Zu Mozarts letzten Stücken und Vermächtnis gehört sein Klarinettenkonzert, das im werklichen Gegensatz zum Arriaga umso bekannter ist. Genauer gesagt, das Bassettklarinettenkonzert, hatte es Mozart für die längere, so im Tonumfang größere sowie mit nach vorne abgeknicktem Schallbecher und, ähnlich dem Bassetthorn, gebrochenem Mundstückverlauf für Anton Stadler konzipierte Klarinette geschrieben. Obwohl durch die HIP-Bewegung mittlerweile immer verbreiteter, ist das Instrument einem Großteil des Publikums dennoch nicht derart vertraut wie das Stück. Dafür stellte Nicola Boud, Gardiners langjährige Erste Klarinette und Solistin der Tour, ihre Replika ganz kurz vor.

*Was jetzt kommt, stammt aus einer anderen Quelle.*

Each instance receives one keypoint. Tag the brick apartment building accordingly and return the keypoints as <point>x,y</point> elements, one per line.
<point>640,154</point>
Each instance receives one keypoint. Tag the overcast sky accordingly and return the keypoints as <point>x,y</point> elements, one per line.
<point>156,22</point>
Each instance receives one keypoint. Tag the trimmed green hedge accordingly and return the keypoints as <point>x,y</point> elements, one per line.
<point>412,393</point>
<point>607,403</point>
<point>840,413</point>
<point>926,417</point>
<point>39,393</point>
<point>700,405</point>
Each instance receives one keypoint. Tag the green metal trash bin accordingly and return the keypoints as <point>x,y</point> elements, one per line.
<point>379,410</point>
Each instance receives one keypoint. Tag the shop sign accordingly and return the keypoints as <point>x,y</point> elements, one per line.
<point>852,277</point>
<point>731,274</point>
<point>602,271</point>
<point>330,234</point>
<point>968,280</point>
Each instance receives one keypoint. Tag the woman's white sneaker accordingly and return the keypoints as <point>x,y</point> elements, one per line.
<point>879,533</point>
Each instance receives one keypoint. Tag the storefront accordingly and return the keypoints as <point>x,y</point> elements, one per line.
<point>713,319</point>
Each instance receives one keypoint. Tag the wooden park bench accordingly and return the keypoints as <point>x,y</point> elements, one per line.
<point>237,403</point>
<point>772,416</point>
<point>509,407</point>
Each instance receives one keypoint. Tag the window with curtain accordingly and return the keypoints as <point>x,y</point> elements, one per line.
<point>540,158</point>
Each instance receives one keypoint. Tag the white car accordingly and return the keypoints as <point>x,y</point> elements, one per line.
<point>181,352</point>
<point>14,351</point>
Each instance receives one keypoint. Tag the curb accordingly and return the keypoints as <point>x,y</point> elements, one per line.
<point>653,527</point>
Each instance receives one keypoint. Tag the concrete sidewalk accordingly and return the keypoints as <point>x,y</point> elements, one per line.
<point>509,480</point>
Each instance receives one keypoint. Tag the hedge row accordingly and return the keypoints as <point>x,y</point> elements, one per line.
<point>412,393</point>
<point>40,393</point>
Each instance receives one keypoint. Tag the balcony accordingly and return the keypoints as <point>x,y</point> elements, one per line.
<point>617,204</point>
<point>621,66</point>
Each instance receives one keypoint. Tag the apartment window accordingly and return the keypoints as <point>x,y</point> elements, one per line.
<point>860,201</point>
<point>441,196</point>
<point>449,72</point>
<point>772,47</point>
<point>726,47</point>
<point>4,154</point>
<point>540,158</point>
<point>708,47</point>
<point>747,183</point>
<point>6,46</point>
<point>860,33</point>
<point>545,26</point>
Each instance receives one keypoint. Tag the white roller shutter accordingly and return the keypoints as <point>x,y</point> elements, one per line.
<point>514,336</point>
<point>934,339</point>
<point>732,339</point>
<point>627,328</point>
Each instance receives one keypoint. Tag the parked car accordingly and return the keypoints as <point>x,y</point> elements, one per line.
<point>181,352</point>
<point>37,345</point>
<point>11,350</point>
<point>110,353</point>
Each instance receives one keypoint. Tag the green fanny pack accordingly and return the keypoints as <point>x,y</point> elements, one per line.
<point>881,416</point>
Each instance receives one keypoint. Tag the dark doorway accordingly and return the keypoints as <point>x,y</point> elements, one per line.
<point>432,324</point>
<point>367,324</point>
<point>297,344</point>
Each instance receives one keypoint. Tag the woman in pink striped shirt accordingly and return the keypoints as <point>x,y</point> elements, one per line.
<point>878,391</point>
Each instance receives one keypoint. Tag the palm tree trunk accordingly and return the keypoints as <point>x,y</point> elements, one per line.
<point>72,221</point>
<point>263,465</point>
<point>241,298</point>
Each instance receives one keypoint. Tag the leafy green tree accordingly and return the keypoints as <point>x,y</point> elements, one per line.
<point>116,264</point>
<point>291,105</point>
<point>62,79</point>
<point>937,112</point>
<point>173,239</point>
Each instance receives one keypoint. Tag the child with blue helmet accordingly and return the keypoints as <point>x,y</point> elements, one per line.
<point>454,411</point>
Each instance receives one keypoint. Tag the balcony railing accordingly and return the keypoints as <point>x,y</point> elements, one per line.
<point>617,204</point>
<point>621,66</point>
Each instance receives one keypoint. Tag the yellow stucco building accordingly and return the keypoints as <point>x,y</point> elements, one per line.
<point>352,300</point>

Um sich danach mit faszinierender Ausleuchtung der Reichweite, ob in eleganten Oktavsprüngen oder virtuosen Läufen, der Klangwärme und Zartheitsstufen sowie mit hervorragend sensibler Dynamik, kantabler Phrasierung und Betonungsenergie in die Herzen der Zuhörer zu spielen. Nicht nur durch das Komplementär-Fagott, auch durch die insgesamt gemeinsam gefundene Sprache mit der kompletten Besetzung des Constellation Orchestra entstand eine mitgehende, eben abermals kontrastreiche, achtsame Einheit, die demonstrativ historische Mozart-Lebendigkeit ins Heute übersetzte und die emotionale Wirkung extrem verstärkte.
Die angesprochene Selbstverständlichkeit trat zudem in Haydns, von modulationsfülligen Lichtwechseln durchzogenen Symphonie Nr. 49 zutage, selbst wenn bei den Oboen, die in der Trio-Wiederholung zu fulminanten Verzierungsaugenzwinkern griffen, minimale hitzebedingte rhythmische Ungenauigkeiten zu beobachten waren. Schließlich reduzierte Gardiner bei allem aufrechterhaltenen, von dramatischer Rhetorik gezeichnetem Temperament und vollem Einsatz des Orchesters das Vibrato der – pulttechnisch gleichbleibenden – Schrittmacher-Streicher im Verhältnis zum Arriaga (wie natürlich bei Mozart mit vibratoarmer Klarinette). Damit rollte ein intensiver, akzentuierter, epochal kräftiger Haydn-Sturm durch die Kirche, der Herzen von Veranstalter und Gästen sehnen ließ nach baldiger Wiederholung.